![Tensioni e occupazioni a Sciences Po: la voce degli studenti contro il potere istituzionale 1 20240514 193903](https://masainews.it/wp-content/uploads/2024/05/20240514-193903.webp)
La polizia francese interviene a Sciences Po: tensioni e occupazioni
La mattinata di Parigi è stata segnata da un nuovo episodio di tensione all’interno dell’ambiente universitario. Alla prestigiosa istituzione Sciences Po, nota per essere un punto di riferimento nell’alta formazione accademica, gli agenti del Crs, la polizia antisommossa francese, hanno proceduto allo sgombero forzato di un gruppo di studenti pro-Palestina. Questi ultimi avevano occupato l’edificio situato in Rue Saint-Guillaume a partire dalla giornata precedente. La polizia è intervenuta intorno alle 11 del mattino, eseguendo un’operazione che ha portato all’evacuazione di 91 studenti, come comunicato dalla questura di Parigi. L’evento si colloca in un periodo di crescente mobilitazione studentesca, con gli studenti che avanzano richieste specifiche e cercano un dialogo aperto con l’amministrazione accademica.
Il contesto di questa occupazione trova le sue radici in un incontro svoltosi il 2 maggio tra l’amministrazione di Sciences Po e il corpo studentesco, un incontro richiesto dagli studenti stessi nei giorni precedenti come segno di apertura al dialogo su tematiche sensibili come la situazione in Palestina. Tuttavia, secondo quanto riportato da Pierre, uno studente coinvolto nelle proteste, l’esito dell’assemblea è stato deludente. Le aspettative di un confronto costruttivo si sono scontrate con una netta chiusura da parte dell’amministrazione universitaria, in particolare sulla questione dei partenariati con le università israeliane, punto focale delle richieste studentesche.
La risposta dell’amministrazione e la reazione degli studenti
Di fronte a quella che è stata percepita come un’indisponibilità al dialogo da parte dell’amministrazione, gli studenti hanno deciso di rinnovare l’occupazione di Sciences Po. La mobilitazione di questa settimana ha visto una partecipazione ancora più ampia rispetto a quella precedente, segno di un malcontento crescente e di una volontà di far sentire la propria voce su temi ritenuti di vitale importanza. Il risveglio, con la notizia dell’imminente intervento della polizia, ha posto gli studenti davanti a una scelta difficile: accettare l’ultimatum dell’amministrazione, che imponeva la fine di qualsiasi forma di mobilitazione, o continuare la protesta.

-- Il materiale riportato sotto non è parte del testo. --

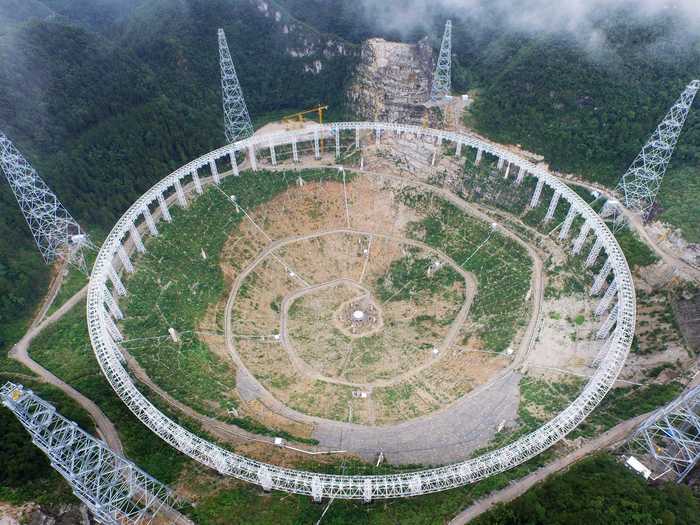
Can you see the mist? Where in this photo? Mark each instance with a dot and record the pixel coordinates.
(579, 19)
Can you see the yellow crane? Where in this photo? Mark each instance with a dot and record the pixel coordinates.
(298, 118)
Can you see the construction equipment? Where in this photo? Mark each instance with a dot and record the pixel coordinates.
(298, 118)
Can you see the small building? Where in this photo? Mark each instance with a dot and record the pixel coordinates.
(637, 466)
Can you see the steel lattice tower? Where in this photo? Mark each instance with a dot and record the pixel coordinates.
(442, 79)
(55, 231)
(671, 436)
(640, 184)
(115, 490)
(237, 123)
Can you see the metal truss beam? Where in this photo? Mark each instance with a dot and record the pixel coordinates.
(442, 78)
(56, 233)
(671, 436)
(237, 123)
(115, 490)
(367, 488)
(640, 184)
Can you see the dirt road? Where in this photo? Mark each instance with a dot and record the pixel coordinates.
(19, 352)
(609, 439)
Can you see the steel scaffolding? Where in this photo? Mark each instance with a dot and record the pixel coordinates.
(442, 79)
(640, 184)
(115, 490)
(670, 438)
(56, 233)
(237, 123)
(319, 485)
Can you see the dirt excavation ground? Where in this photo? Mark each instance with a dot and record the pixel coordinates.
(400, 368)
(455, 316)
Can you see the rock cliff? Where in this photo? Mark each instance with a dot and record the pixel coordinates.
(392, 82)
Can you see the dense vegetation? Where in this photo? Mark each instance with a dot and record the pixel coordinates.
(106, 99)
(598, 488)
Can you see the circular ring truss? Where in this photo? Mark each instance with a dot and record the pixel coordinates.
(271, 477)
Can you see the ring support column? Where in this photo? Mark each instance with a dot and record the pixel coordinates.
(197, 182)
(552, 206)
(601, 278)
(180, 194)
(112, 304)
(570, 216)
(124, 258)
(295, 150)
(253, 159)
(234, 163)
(136, 239)
(164, 211)
(594, 253)
(116, 281)
(273, 155)
(536, 195)
(214, 172)
(149, 221)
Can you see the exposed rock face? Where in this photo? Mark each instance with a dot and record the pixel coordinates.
(33, 514)
(392, 82)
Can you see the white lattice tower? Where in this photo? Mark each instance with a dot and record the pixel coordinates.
(237, 123)
(442, 79)
(114, 489)
(640, 184)
(670, 438)
(55, 231)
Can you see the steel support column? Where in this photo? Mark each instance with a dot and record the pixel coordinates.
(253, 158)
(273, 155)
(164, 211)
(594, 253)
(608, 296)
(607, 325)
(214, 172)
(582, 235)
(552, 206)
(116, 281)
(317, 150)
(570, 216)
(136, 239)
(536, 195)
(180, 194)
(112, 305)
(149, 221)
(601, 278)
(197, 182)
(234, 163)
(124, 258)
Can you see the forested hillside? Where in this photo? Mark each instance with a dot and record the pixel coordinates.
(104, 102)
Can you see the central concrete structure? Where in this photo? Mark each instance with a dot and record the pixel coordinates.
(616, 310)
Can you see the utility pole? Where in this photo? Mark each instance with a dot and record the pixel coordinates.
(56, 233)
(237, 123)
(640, 184)
(442, 79)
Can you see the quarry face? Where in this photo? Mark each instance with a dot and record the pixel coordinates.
(392, 82)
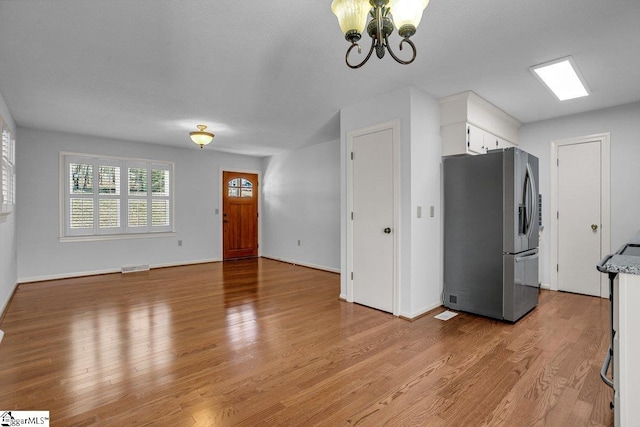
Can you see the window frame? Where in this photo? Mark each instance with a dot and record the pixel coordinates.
(123, 230)
(7, 169)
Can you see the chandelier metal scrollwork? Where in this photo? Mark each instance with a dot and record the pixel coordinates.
(352, 17)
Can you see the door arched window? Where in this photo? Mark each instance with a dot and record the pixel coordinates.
(240, 187)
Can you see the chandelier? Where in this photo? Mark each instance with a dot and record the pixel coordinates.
(201, 137)
(352, 17)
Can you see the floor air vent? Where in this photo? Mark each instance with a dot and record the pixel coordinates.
(134, 268)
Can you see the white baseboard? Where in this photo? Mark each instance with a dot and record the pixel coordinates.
(303, 264)
(6, 303)
(420, 312)
(106, 271)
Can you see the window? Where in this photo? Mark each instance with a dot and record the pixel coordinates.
(240, 187)
(112, 196)
(8, 194)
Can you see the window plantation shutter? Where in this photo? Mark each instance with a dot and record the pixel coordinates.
(110, 196)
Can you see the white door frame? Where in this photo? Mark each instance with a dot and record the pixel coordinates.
(605, 203)
(394, 126)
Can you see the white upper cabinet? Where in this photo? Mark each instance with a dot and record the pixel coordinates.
(471, 125)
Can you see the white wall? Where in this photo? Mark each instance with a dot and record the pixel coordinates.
(420, 246)
(8, 254)
(301, 202)
(426, 232)
(197, 194)
(623, 122)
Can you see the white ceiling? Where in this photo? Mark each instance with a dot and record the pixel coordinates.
(269, 76)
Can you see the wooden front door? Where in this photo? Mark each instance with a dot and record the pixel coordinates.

La decisione di una parte degli occupanti di uscire pacificamente prima dell’arrivo delle forze dell’ordine e la resistenza non violenta di altri, che hanno scelto di rimanere seduti incrociando le braccia, rappresentano due facce della stessa medaglia di protesta. L’amministrazione ha, in ultima analisi, chiuso l’accesso al campus, un gesto che ha simboleggiato la fine forzata dell’occupazione. Questo evento non è isolato, ma si inserisce in un contesto più ampio di mobilitazioni studentesche che si sono svolte in Francia e in altri paesi, tutte incentrate sulla solidarietà verso la Palestina e la critica verso le politiche universitarie ritenute insufficientemente sensibili a questo tema.

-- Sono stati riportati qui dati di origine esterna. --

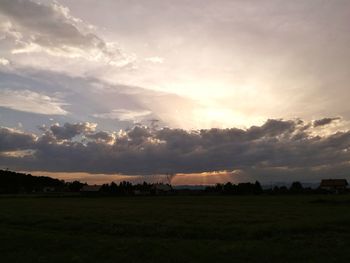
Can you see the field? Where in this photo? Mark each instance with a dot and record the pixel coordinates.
(175, 229)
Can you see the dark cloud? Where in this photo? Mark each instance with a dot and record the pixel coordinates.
(68, 130)
(52, 27)
(11, 140)
(325, 121)
(288, 148)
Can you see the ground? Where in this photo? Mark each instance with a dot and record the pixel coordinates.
(175, 229)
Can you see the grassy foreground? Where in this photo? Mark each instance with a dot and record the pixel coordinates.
(176, 229)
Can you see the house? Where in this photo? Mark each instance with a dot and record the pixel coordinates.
(49, 189)
(334, 185)
(161, 189)
(90, 188)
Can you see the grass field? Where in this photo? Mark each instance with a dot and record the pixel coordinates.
(176, 229)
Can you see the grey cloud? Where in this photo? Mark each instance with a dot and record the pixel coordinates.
(325, 121)
(274, 149)
(11, 140)
(68, 130)
(100, 136)
(51, 26)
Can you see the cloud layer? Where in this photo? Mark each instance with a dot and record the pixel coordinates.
(284, 148)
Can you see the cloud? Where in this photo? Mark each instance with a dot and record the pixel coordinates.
(36, 27)
(29, 101)
(124, 115)
(325, 121)
(4, 62)
(11, 140)
(68, 130)
(159, 60)
(285, 148)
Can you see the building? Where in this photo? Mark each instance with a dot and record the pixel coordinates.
(334, 185)
(90, 188)
(161, 189)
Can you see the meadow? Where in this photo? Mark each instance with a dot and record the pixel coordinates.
(314, 228)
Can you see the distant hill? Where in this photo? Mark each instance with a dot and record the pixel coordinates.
(12, 182)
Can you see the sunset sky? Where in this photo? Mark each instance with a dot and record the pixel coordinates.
(206, 91)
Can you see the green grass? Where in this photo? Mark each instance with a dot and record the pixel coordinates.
(176, 229)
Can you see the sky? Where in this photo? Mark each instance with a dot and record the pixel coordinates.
(192, 90)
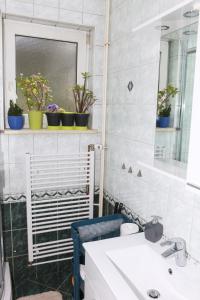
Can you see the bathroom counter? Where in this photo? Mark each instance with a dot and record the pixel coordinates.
(104, 281)
(114, 287)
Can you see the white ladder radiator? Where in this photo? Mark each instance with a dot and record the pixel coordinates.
(60, 191)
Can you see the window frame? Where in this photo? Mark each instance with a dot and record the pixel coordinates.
(13, 28)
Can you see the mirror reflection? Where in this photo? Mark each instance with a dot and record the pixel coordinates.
(175, 90)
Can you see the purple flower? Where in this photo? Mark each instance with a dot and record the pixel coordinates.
(52, 107)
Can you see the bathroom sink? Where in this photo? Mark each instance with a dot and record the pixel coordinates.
(150, 276)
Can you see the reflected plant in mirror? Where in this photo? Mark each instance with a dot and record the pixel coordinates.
(37, 94)
(175, 88)
(84, 99)
(164, 105)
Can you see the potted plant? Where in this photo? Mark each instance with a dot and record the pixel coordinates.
(164, 105)
(37, 93)
(68, 119)
(15, 116)
(84, 99)
(53, 114)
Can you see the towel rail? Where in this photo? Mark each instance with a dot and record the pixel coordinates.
(52, 173)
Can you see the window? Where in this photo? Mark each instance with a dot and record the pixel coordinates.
(59, 54)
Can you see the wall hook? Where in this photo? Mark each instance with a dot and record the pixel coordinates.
(123, 166)
(130, 86)
(130, 170)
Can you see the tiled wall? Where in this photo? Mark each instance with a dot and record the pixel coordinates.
(131, 126)
(13, 147)
(29, 280)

Un fenomeno che si estende oltre Sciences Po
Le manifestazioni di solidarietà e le richieste di un cambiamento nella politica universitaria non si limitano a Sciences Po. Anche altre storiche istituzioni come la Sorbona hanno assistito a proteste simili, segnale di un movimento studentesco che, seppur eterogeneo, condivide preoccupazioni comuni sulla giustizia sociale e internazionale. La rapidità e la determinazione degli interventi della polizia in questi contesti sollevano interrogativi sulla libertà di espressione e sul diritto di protesta nell’ambiente accademico, temi che resonano in molte società contemporanee.
La ministra dell’istruzione superiore Sylvie Retailleau, intervenendo sulle recenti occupazioni, ha esortato i presidenti delle università a garantire il mantenimento dell’ordine, sottolineando la necessità di utilizzare ‘la massima estensione dei poteri’ a loro disposizione. Queste parole, pur mirando a preservare la continuità didattica e la sicurezza degli edifici, rischiano di accentuare la percezione di un divario tra le istituzioni educative e la componente studentesca più attiva e critica.
La mobilitazione a Sciences Po rappresenta così solo l’ultimo episodio di un fenomeno più ampio, che vede gli studenti chiedere con forza un impegno concreto delle loro università su questioni globali. La risposta delle istituzioni, tra dialogo e repressione, delineerà i contorni futuri di questo rapporto, in un momento storico in cui le nuove generazioni sembrano sempre più determinate a far valere i propri principi e le proprie visioni del mondo.